The gene expression profiles of CSCC were downloaded from TCGA (https://portal.gdc.cancer.gov/) with the latest follow‐up prognostic information obtained from an integrated clinical data resource. Tthe signature score of myCAFs was calculated for each patient with CSCC with GSVA using the marker genes of myCAFs (ACTA2, POSTN, ITGB4, and FAP). Based on the median GSVA score, patients were divided into two groups: high myCAF signatures versus low myCAF signatures. Kaplan–Meier overall survival and progression‐free survival curves were generated using GraphPad Prism 6 (Figure 6D,E). Correlation analysis between POSTN/ITGB4 expression and survival probabilities were carried out similarly (Figure S6, Supporting Information).
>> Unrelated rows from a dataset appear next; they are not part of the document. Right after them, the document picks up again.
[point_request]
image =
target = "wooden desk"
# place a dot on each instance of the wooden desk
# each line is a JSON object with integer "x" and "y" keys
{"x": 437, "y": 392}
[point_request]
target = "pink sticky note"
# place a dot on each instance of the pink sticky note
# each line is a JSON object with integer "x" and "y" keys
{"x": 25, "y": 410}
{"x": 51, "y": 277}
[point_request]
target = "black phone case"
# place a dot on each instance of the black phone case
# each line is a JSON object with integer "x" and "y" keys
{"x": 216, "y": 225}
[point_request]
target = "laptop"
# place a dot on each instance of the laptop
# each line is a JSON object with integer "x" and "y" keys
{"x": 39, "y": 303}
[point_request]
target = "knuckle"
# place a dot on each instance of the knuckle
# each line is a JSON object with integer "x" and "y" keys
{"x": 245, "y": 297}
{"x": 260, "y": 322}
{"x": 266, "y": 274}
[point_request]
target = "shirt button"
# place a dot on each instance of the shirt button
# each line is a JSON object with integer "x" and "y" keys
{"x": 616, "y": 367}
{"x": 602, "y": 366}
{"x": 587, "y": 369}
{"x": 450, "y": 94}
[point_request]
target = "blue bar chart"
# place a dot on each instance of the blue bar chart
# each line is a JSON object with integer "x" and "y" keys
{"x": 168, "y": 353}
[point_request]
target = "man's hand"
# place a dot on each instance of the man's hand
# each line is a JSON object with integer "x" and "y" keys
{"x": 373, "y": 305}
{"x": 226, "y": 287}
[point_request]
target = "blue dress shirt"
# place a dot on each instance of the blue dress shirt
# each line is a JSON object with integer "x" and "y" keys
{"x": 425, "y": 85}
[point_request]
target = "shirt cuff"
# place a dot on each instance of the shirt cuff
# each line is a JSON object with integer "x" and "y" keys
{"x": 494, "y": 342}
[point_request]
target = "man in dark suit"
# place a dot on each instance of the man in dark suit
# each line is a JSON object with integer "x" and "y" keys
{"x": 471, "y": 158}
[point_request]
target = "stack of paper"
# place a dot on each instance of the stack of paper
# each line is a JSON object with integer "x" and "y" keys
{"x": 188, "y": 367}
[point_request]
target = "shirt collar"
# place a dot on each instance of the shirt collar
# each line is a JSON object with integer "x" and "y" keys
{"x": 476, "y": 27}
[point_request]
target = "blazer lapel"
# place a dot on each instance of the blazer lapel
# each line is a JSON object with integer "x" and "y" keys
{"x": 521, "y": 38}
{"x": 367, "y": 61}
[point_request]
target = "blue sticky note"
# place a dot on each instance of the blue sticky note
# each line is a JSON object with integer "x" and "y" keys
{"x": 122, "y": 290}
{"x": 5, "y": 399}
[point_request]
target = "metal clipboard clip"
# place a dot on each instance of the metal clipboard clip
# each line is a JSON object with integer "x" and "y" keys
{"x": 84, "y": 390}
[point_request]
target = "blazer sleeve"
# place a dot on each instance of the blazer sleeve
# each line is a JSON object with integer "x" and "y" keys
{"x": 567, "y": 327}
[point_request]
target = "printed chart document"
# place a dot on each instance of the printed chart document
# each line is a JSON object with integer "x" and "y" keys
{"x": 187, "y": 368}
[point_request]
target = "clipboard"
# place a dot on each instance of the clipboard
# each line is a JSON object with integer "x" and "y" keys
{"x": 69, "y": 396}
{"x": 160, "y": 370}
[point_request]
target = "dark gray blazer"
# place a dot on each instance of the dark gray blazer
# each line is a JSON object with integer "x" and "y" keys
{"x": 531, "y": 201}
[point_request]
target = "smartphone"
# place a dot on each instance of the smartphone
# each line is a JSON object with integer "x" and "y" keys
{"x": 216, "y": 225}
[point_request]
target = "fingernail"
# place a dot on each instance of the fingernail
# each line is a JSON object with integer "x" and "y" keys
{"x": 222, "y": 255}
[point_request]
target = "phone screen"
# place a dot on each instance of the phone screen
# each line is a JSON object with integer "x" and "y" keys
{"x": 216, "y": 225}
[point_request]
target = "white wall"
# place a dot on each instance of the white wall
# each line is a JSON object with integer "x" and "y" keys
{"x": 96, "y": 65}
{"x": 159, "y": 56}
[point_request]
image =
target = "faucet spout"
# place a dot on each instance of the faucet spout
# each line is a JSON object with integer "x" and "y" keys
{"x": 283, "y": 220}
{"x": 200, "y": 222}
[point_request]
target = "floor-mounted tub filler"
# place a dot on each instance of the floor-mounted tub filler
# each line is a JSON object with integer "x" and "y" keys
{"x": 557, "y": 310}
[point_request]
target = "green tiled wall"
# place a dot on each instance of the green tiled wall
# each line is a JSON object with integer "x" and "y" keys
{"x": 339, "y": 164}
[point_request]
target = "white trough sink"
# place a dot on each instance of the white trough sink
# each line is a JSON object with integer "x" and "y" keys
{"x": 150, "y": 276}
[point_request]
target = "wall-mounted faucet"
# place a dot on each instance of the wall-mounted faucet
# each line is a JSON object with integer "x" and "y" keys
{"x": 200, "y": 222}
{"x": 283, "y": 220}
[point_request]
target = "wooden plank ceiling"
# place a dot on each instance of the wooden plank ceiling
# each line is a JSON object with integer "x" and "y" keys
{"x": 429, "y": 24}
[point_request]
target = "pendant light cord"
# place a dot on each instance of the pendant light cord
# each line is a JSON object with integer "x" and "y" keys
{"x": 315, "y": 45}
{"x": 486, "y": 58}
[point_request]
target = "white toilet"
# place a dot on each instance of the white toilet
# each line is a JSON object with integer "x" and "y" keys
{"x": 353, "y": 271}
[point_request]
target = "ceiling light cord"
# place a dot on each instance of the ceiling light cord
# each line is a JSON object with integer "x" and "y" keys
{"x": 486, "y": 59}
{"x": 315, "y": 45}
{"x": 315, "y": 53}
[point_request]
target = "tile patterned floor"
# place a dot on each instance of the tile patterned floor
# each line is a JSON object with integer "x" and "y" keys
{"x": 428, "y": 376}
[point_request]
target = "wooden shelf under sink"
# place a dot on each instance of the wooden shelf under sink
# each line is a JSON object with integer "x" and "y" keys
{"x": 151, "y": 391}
Estimating the Effects of myCAFs on Immunotherapy in CSCC

To explore the impact of myCAFs on immunotherapy in CSCC, the RNA‐seq data of 252 patients with CSCC were downloaded from TCGA. The Maftools package was used to generate the TMB score of each patient.^{[ 113 ]} The MSI scores were determined by Li et al. with MSIsensor.^{[ 114} , ^{115 ]} ImmuCellAI was used to predict the response rate of ICB therapy based on the gene expression matrix of the 252 patients.^{[ 116 ]} The relationships between POSTN expression and TMB score, MSI score, or immune gene expression were estimated by Spearman's correlation coefficients (Figure 6F–H).

Statistical Analysis

Comparisons of the GSVA scores between the myCAF⁺ tumor and myCAF^– tumor, and between hypermetabolic tumor and hypometabolic tumor were conducted using Student's t test and Kruskal–Wallis test in R 4.1.0, respectively. Other tests, including Wilcoxon's rank‐sum test, Wilcoxon signed‐rank test, and Chi‐square test, were all conducted in R 4.1.0. p < 0.05 was considered statistically significant. Asterisks indicate the significance levels of p values: ns, not significant; *p < 0.05; **p < 0.01; ***p < 0.001; ****p < 0.0001.

Ethical Statement

This study was reviewed and approved by the Medical Ethics Committee of Tongji Medical College, Huazhong University of Science and Technology (TJ‐IRB20210609), Southwest Hospital, Third Military Medical University (KY2020142), and the Institutional Review Board of Beijing Genomics Institute, Shenzhen, China (BGI‐IRB 21050).

Conflict of Interest

A. Chen and M. Cheng are applying for patents covering the chip, procedure, and applications of Stereo‐seq. The other authors declare that they have no competing interests.

Author Contributions

Z.O., S.L., J.Q., W.D., P.R., D.C., and J.W. contributed equally to this work. Z.O., P.W., J.L., W.D., and D.C. designed this study. P.W., Z.O., J.L., X.X., D.M., X.J., H.Y., and J.W. supervised this study. P.W., Y.W., W.D., and S.L. coordinated the sample collection. S.L., Y.D., and T.P. conducted snRNA‐seq and IHC experiments. P.R., Y.T., and D.W. performed Stereo‐seq library construction and H&E staining. A.C. and M.C. provided technical support for Stereo‐seq experiments. H.L. conducted sequencing for Stereo‐seq libraries. J.Q., J.W., Y.T., and D.W. conducted the data analysis. Z.O., S.L., P.R., J.Q., and J.W. wrote the original manuscript. Z.O., S.L., P.W., J.L., W.D., and D.C. reviewed and polished the manuscript.

Supporting information

Supporting Information

Supplemental Table

Ou Z., Lin S., Qiu J., Ding W., Ren P., Chen D., Wang J., Tong Y., Wu D., Chen A., Deng Y., Cheng M., Peng T., Lu H., Yang H., Wang J., Jin X., Ma D., Xu X., Wang Y., Li J., Wu P., Single‐Nucleus RNA Sequencing and Spatial Transcriptomics Reveal the Immunological Microenvironment of Cervical Squamous Cell Carcinoma. Adv. Sci. 2022, 9, 2203040. 10.1002/advs.202203040

Data Availability Statement

The data and scripts supporting the findings of this study have been deposited into CNSA (CNGB Sequence Archive) of CNGBdb (https://db.cngb.org/cnsa/): Stereo‐seq data, CNP0002543; snRNA‐seq data, CNP0002535. The dataset used to verify the distinguishing ability of the DEGs between preinvasive and invasive cancerous lesions was obtained from the Gene Expression Omnibus (GEO) database (www.ncbi.nlm.nih.gov/geo) by the Accession Number of GSE63514.